The next 3 months were the hardest times I ever remember in my life.  I worked 10-12 hours a day to push for an inconceivable deadline on a project where I had no idea what I was doing.  It was tough and although I didn't see it then, it was the defining part of my work ethic and professional integrity.  It changed me.  I was not the same person I was before the moment my manager entrusted the responsibility of this project to me.  There were times early on where I wanted to go to my manager and say, "I can't do this.  I am just not there yet."  I spent days just trying to figure out code snippet I would consider simple today.  It was a revealing time.  All the while, I was doing this alone.  I was exactly alone, for instance.  I had friends who were programmers who provided support; both guidance and moral support.  I appreciated the help but there was no one who could look at my screen and walk me through.

Needless to say I stuck to my project and succeeded.  We profiled the ColdFusion OEM at the Sales Meeting three months later and I never looked back.  The high output and positive feedback began a new relationship with my manager where I had become a fledgling developer who knew no bounds and now had the gusto to tackle anything.

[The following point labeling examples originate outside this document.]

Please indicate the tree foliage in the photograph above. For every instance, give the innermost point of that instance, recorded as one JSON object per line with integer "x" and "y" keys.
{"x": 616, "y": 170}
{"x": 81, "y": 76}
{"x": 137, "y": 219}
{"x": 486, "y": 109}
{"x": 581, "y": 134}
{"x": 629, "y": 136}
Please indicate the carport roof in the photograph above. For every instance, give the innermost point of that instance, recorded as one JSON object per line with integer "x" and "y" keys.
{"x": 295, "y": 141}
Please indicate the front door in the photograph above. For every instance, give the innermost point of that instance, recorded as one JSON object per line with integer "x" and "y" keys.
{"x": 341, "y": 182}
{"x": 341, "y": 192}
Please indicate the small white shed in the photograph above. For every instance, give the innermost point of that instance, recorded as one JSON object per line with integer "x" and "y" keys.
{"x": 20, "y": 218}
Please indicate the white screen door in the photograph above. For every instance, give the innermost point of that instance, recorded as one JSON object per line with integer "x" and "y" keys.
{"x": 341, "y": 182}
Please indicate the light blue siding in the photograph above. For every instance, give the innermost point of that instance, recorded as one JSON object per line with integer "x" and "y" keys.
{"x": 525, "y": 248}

I was a lone, rogue developer setting up shop with my own way of doing things.  Or so I thought.

3 years later I was sitting on top of several successful projects and my primary responsibility had moved from Website Support Technician to a fully fledged Software Enginner.  I had literally wrapped my resume with all the leading programming skills from .NET to Actionscript to JSP to PHP to just about anything I could get my hands on.  My past projects had proven to my boss that I was capable of choosing the correct tool for the job and I used that freedom liberally.

My methodology for getting things done was dirty.  I gathered specifications for projects from meetings, phone calls and emails and this became the normal 1st step.  I was always a phone call away if the software needed to adapt to suit a Sales Reps needs or if management needed to tweak a report.  This kept me quite busy and it wasn't until I began my Master's degree that I began reading on a higher level of understanding of who and what I had become.

Apparently, my rapid engagement of project handling and code adaptation and low documentation output was already a mainstream methodology.  I had a similar feeling before.  I remember walking into a psychology class during my undergrad and finding out that my perspective and awareness to behavior that I regarded as my own way to decipher feelings and relationships were actual terms in a book.  It is both comforting and invigorating to find that something you had become aware of was so well documented and it only pushed me to know more.  I began classifying myself a an agile developer and sought after others for information and knowledge.

It's a milestone moment for my career to have the no-show new guy spin off a development career that has molded me into a strong software developer.  I often mention it to others as a 'what if'.  For example, what if the new guy came in and I was never asked, "Can you do this?"  I don't know where I would be but I have no doubt I would be good at it.  Maybe I would have just taken a longer road.